Wir alle haben Ängste durchgemacht.  Ich bin heute eine Stelle 3 mal angefahren, bevor ich dann doch gesprungen bin. Auch beim 2. und 3. Mal musste ich mich überwinden. Einen anderen Drop bin ich auch 3 mal angefahen aber dann habe ich für heute endgültig einfach nein gesagt. Wie die syclla das auch formuliert hat - wenn ich eine sache nicht sicher bin,  dann lass ich es eben. Irgendwann kriegst du ein Gefühl dafür,  was geht und was nicht.  Schieben tue ich auch allemal. Gehört alles dazu!


----------



## Ancient_Alien (27. April 2014)

Lahmschnecke, ich bin da ja auch völlig schmerzfrei, wenn ich mir nicht sicher bin dann lass ich es einfach. Nur für meinen Mann gibt es nix schwieriges. Der fährt schon seit ewig und hat vor wirklich nix Respekt. Das Gute ist, wenn wir zusammen fahren dann halt eher Sachen, die ich auch fahren kann und für den anderen kram hat er seine Kumpels.  Das andere ist, das ich wo wir wohnen keine Frau kenne, die den Sport auch betreibt. Ich hoffe halt auf ein paar Kontakte bei dem Bikekurs, dann könnte ich eventuell mal mit ein paar Leuten fahren, die sich nicht gleich überall runterstürzen .


----------



## DiaryOfDreams (29. April 2014)

Ich bin zwar keine Frau, aber absoluter Kopfmensch - kann nicht "einfach nicht nachdenken und fahren", sondern brauche die Sicherheit dass ich denke dass ich das schaffen werde was ich vor habe. Und ich hatte gerade letztes WE das Problem dass ich ein Stelstück absolut nicht fahren konnte weil sich der Kopf partout geweigert hat. Bin dann zwei Tage später alleine und mit jeder Menge Zeit wieder dahin und das ganze einfach von unten angegangen. Also nicht direkt die ganzen 10-12m auf einmal gefahren, sondern erstmal eine Stelle gesucht wo es nur so 3m bis unten waren (was dann kein Problem war). Dann eine Stelle ca. 2m weiter oben gesucht und so weiter. Und ich kann nur sagen dass es an der Stelle totaler Mist war aus der Schrägen anzufahren und Tage zuvor haben mich Freunde dafür auch etwas ausgelacht (nicht böse gemeint, sie fanden das nur amüsant weil es letzten Endes sogar an sich schwieriger war aus der Schrägen zu starten als von oben - aber für mich war das eben doch wieder irgendwie leichter weil ich so die Abfahrt einteilen konnte). Langer Rede kurzer Sinn, teil ein großes Problem in kleine Stücke ein sofern irgendwie möglich und dann schaffst Du das sicherlich.


----------



## Pfadfinderin (29. April 2014)

HiFi XS schrieb:


> Ich bin heute eine Stelle 3 mal angefahren, bevor ich dann doch gesprungen bin. Auch beim 2. und 3. Mal musste ich mich überwinden.

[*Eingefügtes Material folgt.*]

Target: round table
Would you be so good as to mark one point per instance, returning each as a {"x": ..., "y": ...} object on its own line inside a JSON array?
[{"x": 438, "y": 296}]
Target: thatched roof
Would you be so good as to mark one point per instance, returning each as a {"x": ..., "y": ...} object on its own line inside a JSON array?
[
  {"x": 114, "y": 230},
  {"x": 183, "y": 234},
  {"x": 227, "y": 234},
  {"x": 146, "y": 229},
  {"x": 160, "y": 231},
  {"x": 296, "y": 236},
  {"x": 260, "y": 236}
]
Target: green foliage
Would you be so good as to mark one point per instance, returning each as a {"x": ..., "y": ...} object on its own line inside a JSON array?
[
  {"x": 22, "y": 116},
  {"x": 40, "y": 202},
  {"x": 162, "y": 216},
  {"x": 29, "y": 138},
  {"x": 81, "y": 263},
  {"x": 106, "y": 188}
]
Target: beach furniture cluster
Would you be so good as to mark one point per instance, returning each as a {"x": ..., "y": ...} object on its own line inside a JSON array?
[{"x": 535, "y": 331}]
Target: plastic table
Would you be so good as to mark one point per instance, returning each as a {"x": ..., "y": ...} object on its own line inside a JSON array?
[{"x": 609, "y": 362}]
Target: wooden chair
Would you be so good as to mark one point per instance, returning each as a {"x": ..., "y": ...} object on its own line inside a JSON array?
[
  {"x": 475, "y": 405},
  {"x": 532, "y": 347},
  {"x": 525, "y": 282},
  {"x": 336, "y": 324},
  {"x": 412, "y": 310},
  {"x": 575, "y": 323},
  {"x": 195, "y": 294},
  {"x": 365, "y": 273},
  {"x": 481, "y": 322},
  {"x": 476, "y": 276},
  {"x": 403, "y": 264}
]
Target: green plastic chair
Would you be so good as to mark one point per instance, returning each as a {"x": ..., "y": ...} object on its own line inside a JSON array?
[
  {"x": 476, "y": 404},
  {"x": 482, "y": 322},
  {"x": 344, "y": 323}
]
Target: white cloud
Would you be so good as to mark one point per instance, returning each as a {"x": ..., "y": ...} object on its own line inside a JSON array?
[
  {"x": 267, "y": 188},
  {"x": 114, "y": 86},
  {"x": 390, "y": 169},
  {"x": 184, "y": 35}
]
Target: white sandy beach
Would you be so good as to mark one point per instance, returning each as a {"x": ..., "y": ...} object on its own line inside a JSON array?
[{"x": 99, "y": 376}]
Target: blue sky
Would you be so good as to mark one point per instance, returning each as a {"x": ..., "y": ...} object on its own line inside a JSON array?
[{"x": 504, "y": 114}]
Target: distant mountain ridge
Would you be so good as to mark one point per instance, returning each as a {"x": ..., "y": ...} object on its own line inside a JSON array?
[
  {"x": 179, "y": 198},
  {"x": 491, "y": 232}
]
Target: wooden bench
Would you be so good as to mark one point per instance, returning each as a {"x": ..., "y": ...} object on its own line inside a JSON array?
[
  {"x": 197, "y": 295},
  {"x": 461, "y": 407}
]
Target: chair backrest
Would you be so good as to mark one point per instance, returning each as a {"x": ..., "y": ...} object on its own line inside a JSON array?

Wow, deinen Mut muss ich echt bewundern!   Springen würde ich mich nie trauen, da hab ich schon beim Skifahren richtig schlechte Erfahrungen gemacht. Da muss ich mich im Juni warm anziehen....


----------



## haubert (29. April 2014)

Hallo Zusammen,
vielleicht hilft ja dieses Angebot weiter, das geht ziemlich genau in diese Richtung

http://www.mtb-news.de/forum/t/maedels-auf-paedels-fahrtechniktraining-fuer-angsthaeschen.698973/


----------



## MrsBergamont (5. Mai 2014)

Hi Melanchen,

ich glaube viel wurde ja schon gesagt, ich kann dir aus meiner eigenen Erfahrung sagen, dass ich am Anfang zu übermütig war (weil dem Downhill-Freund immer hinterhergeflitzt ^^), bis ich mir dann beim Biken und einem Sturz das Handgelenk mit einem Haarriss gebrochen hab. Die ersten Fahrten nach dem Sturz sind jetzt gerade echt strange, ich hab mehr Respekt vor den Strecken, die ich sonst problemlos gefahren bin. Noch schlimmer - bei neuen Strecken bin ich übervorsichtig geworden. Wechselnde Untergründe wie ultra trockener Schotter nach langen Regenpausen oder super matschige Wurzeln nach tagelangem Regen, sind auf einmal ein Problem.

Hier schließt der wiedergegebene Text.